The new renderer works directly with the AST of the source files, and not with a compiled variable $=pod
. The practical result is that the AST is produced about 6x faster than the compiled $=pod
. In addition, we may be able to eliminate the 'caching' step, which can take about five minutes.
However, the AST representation of each source file could possibly be the sort of internal representation you are looking for.
the AST representation of each source file could possibly be the sort of internal representation you are looking for
It sounds like it. I imagine that the complex program on the left hand side would be best implemented by a library that works with a proper AST.
The data we need in normalized form will look different than an in-memory AST, but as long as each AST node can be serialized as text or bytes, we can store both in different database tables.
The new renderer works directly with the AST of the source files
I am pleased to hear that. What library is parsing the rakudoc into an AST? Can you link to it? Even if it is in nascent stages.

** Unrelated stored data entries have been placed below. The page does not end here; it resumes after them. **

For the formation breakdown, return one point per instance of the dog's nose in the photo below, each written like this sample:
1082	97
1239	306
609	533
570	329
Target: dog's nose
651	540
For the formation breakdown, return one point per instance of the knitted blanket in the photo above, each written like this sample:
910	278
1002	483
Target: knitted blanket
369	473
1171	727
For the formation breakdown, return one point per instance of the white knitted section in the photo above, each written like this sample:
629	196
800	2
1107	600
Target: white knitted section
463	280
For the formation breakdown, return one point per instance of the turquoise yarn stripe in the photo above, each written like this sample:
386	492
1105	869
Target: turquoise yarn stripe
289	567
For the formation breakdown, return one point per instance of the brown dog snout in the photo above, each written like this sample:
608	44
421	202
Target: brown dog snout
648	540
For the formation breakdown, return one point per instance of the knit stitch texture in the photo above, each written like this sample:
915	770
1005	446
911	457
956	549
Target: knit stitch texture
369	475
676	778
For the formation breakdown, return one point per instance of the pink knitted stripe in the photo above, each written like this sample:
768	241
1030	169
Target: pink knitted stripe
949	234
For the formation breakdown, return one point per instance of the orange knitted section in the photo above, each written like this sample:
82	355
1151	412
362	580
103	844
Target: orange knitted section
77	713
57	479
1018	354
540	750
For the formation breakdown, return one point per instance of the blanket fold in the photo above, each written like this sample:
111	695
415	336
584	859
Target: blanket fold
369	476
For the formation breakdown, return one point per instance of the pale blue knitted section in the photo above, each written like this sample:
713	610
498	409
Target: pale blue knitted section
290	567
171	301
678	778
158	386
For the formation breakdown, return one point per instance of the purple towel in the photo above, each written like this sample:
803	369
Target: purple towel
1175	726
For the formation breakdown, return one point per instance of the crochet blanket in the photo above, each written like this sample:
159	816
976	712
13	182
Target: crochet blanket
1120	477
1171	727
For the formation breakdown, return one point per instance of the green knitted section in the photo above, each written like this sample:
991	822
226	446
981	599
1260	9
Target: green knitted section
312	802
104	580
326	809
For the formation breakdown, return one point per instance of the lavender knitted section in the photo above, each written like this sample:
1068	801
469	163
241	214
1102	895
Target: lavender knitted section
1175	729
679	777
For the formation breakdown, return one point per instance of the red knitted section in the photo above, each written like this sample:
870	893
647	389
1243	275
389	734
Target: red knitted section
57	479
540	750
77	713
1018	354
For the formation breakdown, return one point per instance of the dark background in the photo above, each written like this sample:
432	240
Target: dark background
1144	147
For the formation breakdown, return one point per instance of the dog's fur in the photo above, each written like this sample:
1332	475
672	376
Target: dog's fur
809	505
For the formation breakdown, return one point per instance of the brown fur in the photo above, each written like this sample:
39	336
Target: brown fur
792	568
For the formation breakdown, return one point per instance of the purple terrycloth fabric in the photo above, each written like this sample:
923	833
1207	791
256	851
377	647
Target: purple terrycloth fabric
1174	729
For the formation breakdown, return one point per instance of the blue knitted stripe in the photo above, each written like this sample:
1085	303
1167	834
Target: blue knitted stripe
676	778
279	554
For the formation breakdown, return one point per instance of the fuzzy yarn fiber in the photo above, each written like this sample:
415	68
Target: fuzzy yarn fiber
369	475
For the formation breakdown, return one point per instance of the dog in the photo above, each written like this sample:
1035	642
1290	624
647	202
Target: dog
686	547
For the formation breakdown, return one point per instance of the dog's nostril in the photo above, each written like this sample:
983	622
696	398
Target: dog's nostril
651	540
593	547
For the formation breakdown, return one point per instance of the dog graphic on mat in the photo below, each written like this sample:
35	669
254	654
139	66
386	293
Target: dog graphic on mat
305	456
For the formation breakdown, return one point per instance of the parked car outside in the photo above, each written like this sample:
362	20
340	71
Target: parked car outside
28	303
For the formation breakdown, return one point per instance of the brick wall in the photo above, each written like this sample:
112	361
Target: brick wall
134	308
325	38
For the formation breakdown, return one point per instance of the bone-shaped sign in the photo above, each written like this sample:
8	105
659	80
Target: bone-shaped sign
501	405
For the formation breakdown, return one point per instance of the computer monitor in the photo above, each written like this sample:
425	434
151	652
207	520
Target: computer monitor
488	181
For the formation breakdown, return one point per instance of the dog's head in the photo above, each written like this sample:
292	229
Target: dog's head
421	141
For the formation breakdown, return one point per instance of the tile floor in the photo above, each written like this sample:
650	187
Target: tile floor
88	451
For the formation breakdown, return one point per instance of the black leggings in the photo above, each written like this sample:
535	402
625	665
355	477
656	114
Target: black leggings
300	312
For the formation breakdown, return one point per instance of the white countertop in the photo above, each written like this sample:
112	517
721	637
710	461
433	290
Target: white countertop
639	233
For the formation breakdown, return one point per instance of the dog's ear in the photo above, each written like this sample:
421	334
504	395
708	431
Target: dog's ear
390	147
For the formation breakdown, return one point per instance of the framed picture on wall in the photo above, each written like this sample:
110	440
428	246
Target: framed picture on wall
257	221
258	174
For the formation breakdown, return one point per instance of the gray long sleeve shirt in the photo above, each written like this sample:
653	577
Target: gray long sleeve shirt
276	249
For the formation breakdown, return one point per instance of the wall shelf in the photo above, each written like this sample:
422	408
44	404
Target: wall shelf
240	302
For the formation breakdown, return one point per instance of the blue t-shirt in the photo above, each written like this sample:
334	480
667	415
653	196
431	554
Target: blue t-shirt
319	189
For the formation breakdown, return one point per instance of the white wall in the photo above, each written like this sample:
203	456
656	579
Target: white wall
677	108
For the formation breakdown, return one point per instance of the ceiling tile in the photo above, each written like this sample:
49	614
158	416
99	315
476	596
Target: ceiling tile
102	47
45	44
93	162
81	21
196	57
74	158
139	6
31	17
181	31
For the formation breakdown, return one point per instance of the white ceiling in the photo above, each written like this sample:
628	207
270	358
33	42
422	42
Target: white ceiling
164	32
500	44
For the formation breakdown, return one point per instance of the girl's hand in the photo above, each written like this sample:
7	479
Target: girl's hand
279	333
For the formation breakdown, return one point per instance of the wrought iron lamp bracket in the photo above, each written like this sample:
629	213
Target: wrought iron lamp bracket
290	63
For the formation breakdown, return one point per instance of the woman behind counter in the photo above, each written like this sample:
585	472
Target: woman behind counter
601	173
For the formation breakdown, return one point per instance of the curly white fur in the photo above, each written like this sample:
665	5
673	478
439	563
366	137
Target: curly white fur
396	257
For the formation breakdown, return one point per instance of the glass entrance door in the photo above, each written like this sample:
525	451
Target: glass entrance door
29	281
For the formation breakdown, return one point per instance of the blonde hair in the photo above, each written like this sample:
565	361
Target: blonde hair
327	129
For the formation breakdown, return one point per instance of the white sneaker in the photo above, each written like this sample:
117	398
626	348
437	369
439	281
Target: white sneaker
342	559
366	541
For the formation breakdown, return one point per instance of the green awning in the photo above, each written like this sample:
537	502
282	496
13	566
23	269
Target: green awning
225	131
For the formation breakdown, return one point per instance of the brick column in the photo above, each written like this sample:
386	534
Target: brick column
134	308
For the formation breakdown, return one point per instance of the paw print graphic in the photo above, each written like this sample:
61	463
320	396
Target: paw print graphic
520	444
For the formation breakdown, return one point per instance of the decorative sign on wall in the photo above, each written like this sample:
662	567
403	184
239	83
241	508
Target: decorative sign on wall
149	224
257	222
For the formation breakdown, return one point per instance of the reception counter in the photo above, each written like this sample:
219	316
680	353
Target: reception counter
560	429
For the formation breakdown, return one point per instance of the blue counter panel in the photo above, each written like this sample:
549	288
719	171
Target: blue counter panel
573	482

This is a very significant change.
I agree. This is in the high-effort, but (potentially) high-reward category.
@dontlaugh the new Rakudo compiler creates AST for all programs and the AST can be manipulated. Although the Rakudo AST compiler has not yet completely landed - this will be the raku.e milestone - there is sufficient for RakuDoc, and that has been backported into raku.d.
As an example, if you take a recent version of raku, eg 2024.04, and run the following in a terminal assuming the current directory is a local clone of Raku/docs/doc/Language/
, you will get the AST of the file
raku -e 'say "101-basics.rakudoc".IO.slurp.AST'
The new bit is the .AST
method which returns the AST of the input string.
Saw this in Rakudo Weekly: The Graph
package may prove useful here https://raku.land/zef:antononcube/Graph
This issue is spawned from #75
The objective here is to create a schema and populate it with the data attributes parsed from https://github.com/Raku/doc
The resulting sqlite database could be used to power relational queries, such as all classes that implement a role, or listing all methods on a class and whether they come from roles, etc.
A sqlite database can also be a potential intermediary format for building the website itself. E.g. the middle part of the Collection framework's pipeline could be simplified or extended if we can consistently parse our pod6 files into a relational database.